La Villeneuve, de l’aveu même de ses concepteurs et du maire, Michel Destot, n’est pas suffisamment ouverte vers l’extérieur. Le sentiment de ghetto est renforcé par la mise à l’écart de la cité des manifestations culturelles concentrées au centre-ville. Les gens du quartier nuancent toutefois le terme de ghetto. Il existe des « poches de ghettoïsation », comme certains couloirs où sont concentrées les familles en plus grande difficulté. Les événements récents étaient donc prévisibles, appuie Serge Benito, responsable communiste. À la crise, le gouvernement a répondu par la répression, quand il s’agirait plutôt de promouvoir l’emploi, l’éducation, la santé. Et de regretter l’effacement de l’activité militante dans les grands ensembles populaires.
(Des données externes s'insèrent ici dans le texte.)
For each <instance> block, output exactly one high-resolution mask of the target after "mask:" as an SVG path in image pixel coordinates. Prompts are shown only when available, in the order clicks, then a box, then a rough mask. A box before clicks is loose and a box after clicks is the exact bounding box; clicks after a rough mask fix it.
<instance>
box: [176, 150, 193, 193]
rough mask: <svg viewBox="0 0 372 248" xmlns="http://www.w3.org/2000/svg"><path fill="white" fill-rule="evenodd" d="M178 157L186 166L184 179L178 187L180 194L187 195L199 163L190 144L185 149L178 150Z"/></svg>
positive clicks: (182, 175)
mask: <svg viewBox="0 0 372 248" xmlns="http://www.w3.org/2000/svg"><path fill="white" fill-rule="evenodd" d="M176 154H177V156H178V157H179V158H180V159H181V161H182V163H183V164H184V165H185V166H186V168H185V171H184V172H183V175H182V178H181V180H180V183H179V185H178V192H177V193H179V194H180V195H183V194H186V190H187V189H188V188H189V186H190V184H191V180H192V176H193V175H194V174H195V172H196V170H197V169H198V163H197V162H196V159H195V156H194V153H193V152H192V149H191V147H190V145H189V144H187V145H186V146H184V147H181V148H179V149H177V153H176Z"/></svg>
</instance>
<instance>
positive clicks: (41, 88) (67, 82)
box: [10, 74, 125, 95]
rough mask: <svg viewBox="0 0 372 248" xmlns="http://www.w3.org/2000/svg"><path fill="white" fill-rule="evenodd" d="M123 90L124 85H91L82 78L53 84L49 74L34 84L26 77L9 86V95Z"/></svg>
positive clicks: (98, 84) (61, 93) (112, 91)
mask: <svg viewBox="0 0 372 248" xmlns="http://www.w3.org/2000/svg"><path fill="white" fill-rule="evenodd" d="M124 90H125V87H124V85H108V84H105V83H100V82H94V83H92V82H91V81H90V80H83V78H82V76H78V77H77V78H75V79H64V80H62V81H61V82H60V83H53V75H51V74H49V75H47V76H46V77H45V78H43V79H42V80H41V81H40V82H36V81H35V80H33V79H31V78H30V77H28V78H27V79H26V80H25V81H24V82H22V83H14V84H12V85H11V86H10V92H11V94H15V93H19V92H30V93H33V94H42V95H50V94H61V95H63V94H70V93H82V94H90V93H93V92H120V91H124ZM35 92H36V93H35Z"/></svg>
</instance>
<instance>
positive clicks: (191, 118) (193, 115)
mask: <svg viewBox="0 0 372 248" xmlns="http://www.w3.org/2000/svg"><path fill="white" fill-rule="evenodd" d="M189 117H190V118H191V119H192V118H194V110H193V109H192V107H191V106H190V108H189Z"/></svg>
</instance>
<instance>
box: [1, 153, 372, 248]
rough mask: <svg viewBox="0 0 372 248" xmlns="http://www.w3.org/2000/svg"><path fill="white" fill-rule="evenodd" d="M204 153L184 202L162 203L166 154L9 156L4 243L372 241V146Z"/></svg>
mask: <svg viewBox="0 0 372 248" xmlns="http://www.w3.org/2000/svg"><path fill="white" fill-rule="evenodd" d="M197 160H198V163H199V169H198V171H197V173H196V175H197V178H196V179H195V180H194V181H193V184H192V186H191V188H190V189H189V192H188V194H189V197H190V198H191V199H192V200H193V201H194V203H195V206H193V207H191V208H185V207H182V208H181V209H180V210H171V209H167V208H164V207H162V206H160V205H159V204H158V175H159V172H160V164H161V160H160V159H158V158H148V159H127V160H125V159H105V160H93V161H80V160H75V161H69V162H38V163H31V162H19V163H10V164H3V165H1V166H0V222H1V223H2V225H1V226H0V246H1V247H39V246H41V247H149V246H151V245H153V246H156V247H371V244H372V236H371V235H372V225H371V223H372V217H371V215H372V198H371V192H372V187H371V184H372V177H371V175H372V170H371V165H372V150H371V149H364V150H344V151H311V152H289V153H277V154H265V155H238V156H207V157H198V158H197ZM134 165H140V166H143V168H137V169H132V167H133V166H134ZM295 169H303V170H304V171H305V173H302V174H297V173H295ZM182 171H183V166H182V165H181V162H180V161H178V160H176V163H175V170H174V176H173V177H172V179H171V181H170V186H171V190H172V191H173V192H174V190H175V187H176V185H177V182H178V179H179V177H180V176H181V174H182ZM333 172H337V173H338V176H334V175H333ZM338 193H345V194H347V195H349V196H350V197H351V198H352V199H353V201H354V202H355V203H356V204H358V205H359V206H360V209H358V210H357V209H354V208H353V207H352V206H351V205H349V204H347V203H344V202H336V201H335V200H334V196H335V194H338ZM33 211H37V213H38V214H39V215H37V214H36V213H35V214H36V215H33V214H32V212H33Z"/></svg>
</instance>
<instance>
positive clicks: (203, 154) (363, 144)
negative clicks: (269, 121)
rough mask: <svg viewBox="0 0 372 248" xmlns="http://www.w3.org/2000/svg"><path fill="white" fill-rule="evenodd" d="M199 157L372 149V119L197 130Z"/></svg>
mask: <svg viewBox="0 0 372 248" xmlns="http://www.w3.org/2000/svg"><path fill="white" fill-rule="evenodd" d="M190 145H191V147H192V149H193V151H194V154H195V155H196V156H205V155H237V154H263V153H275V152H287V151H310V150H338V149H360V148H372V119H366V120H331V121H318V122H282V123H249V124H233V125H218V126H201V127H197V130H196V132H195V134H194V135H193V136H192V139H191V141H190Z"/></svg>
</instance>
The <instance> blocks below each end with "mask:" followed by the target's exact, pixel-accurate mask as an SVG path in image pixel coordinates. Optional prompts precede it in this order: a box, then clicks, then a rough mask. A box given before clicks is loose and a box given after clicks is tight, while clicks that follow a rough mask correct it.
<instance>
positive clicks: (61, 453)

À l’heure où certains voudraient réduire les incidents à des actes isolés de délinquance ou de banditisme, il est des réalités qui ne s’accommodent pas de cette analyse. À la Villeneuve, où vivent 12 000 personnes, le taux de chômage est de 30 %, pourcentage encore supérieur chez les jeunes. Et le quartier est lui-même entouré d’autres cités populaires : Échirolles, Fontaine, Saint-Martin-d’Hères, villes dirigées par des communistes, à forte implantation de logements sociaux. Peu à peu, les difficultés se sont donc concentrées sur un même territoire, sapant le modèle de développement urbain que constituait la Villeneuve.